According to the non-binding memorandum of understanding (MOU), 100% of new vehicles—including buses, lorries, and commercial delivery vehicles—must be zero-emission by 2040, with a target of 30% by 2030. To achieve their objectives for clean energy, countries must cooperate across borders and oceans, according to Jennifer Granholm, the U.S. Energy Secretary.
New commercial electric vehicle tax credits worth up to $7,500 for light- and medium-duty trucks and up to $40,000 for heavy-duty vehicles are part of the $430 billion climate, tax, and drug policy bill that was passed in August.

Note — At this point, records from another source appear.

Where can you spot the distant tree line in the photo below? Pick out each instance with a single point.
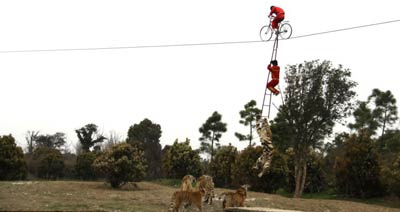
(363, 161)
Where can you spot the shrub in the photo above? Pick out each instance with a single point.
(50, 164)
(83, 167)
(122, 163)
(180, 160)
(12, 162)
(222, 166)
(358, 172)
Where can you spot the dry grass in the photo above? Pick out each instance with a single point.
(147, 197)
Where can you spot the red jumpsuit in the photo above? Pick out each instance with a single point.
(279, 16)
(275, 78)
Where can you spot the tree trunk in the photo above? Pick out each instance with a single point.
(384, 124)
(212, 147)
(251, 134)
(300, 177)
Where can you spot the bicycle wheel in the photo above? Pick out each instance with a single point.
(285, 31)
(265, 33)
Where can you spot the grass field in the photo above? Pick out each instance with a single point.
(147, 197)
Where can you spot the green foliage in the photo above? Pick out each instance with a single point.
(358, 171)
(385, 108)
(180, 160)
(69, 166)
(222, 167)
(147, 135)
(365, 119)
(83, 167)
(389, 143)
(211, 131)
(248, 118)
(56, 141)
(123, 163)
(275, 179)
(317, 95)
(88, 136)
(50, 164)
(316, 177)
(390, 176)
(12, 162)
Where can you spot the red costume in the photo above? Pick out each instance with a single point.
(279, 16)
(275, 78)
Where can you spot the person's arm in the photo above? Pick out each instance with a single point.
(270, 67)
(272, 12)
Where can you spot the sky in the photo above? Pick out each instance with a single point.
(176, 87)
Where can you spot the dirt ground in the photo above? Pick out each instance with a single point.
(146, 197)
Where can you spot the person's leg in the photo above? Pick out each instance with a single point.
(271, 86)
(278, 19)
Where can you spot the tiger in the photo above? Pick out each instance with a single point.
(182, 197)
(205, 183)
(187, 183)
(235, 199)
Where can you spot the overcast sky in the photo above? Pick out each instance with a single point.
(176, 87)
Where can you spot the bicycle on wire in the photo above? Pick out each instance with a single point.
(285, 30)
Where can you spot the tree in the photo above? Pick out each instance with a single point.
(211, 131)
(358, 171)
(317, 95)
(88, 136)
(84, 166)
(385, 108)
(147, 135)
(56, 141)
(123, 163)
(223, 165)
(12, 162)
(50, 164)
(30, 138)
(391, 176)
(364, 119)
(179, 160)
(248, 115)
(274, 179)
(113, 139)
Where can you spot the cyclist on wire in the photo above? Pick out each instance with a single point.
(274, 69)
(279, 16)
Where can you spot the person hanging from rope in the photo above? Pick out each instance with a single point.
(274, 69)
(279, 16)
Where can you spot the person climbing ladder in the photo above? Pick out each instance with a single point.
(274, 69)
(279, 16)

It will promote technical innovation, slash car costs, and reduce transportation emissions, according to Granholm. Earlier this month, a group of 16 senators led by Senator Martin Heinrich encouraged President Joe Biden to sign the pact, pointing out that although medium and heavy trucks make up 10% of all vehicles, they are responsible for 28% of all on-road greenhouse gas emissions.
In order to achieve the overall carbon emission standards, commercial transport vehicle decarbonization is essential according to Heinrich’s statement. The United States is signalling that they are committed to fulfilling their responsibilities on climate change and protecting the future of their children by agreeing to this aim alongside many other countries.
The memo does not obligate U.S. federal entities to set new emission regulations, targets, or requirements, according to legislators. More nations are anticipated to join the document, which has already been backed by more than 60 local and state governments, manufacturers, financial institutions, and other parties, including 16 countries.
The U.S. Environmental Protection Agency intends to issue stricter greenhouse gas emissions regulations for heavy-duty trucks and other vehicles until at least the 2030 model year by the end of 2023, as per a report from Reuters from earlier this month.
For 17 of the 33 subcategories of vocational and tractor automobiles, including school buses, commercial delivery trucks, transit buses, and short-haul tractors, the EPA had proposed stricter criteria in March.